大石の手から漫画が滑り落ち、床に重い音を立てる。
部屋の空気が凍りつく。雨音だけが響く。
大石「……え?」
大石、冗談を言われているのかと思い、引きつった笑みを浮かべる。
大石「なんやそれ、おもろないで。俺やん。大石や。……隣の席の、陽向やんか」
大石が一歩近づく。
しかし、湊は困ったように眉を下げ、申し訳なさそうに微笑む。
湊「すみません、私の知り合いに、そんな名前の方がいましたでしょうか……? 最近、物忘れがひどくて」
「私の知り合いに」。
その他人行儀な敬語が、鋭利な刃物となって大石の胸を貫く。
「記憶係」として全てを覚えておくと誓ったのに、湊の世界から「大石陽向」という存在そのものが、データごと消去されてしまった瞬間。
大石「…………嘘やろ」
大石の目から光が消える。
湊は、ただ純粋に、目の前の「親切そうな他人」に微笑みかけている。
その笑顔が、かつて自分に向けられていたものと同じだからこそ、大石には耐え難い。
大石「俺……お前の親友やぞ……」
湊「……親友? 私に?」
(嬉しそうに)
「そうですか。
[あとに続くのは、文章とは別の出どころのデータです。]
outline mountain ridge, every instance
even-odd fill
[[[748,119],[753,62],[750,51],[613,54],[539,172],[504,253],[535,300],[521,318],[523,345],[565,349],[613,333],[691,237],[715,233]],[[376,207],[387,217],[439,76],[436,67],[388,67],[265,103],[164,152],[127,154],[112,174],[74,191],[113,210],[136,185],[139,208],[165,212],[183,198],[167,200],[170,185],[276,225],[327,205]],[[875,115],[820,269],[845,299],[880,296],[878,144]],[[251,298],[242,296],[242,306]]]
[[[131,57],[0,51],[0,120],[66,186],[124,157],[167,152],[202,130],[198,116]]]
私に親友がいたんですね。……どんな人でしたか?」
湊の無邪気な問いかけ。
大石は答えられず、唇を噛み締め、踵を返す。
これ以上ここにいたら、自分が壊れてしまう。
病室を飛び出す大石。
廊下に、彼の走る足音だけが遠ざかっていく。
ザァァァァァァ……!
バケツをひっくり返したような豪雨。アスファルトを叩く雨音が、鼓膜を圧迫する。
病院の自動ドアが開き、大石が飛び出してくる。
傘もさしていない。制服は瞬く間に濡れ鼠になる。
大石は走る。
病院から逃げるように。
さっき聞いた「初めまして」という残酷な言葉から逃げるように。
大石「はぁ……はぁ……っ!」
足がもつれ、水たまりに派手に転ぶ。
泥水が顔にかかる。
しかし、大石は痛みを感じない。ただ、胸の奥が冷たくえぐり取られたような感覚だけがある。
大石「……なんでやねん……」
立ち上がり、再び走る。
向かう先は自宅ではない。
本能が、あの場所――「記憶」が保存されている場所――を求めていた。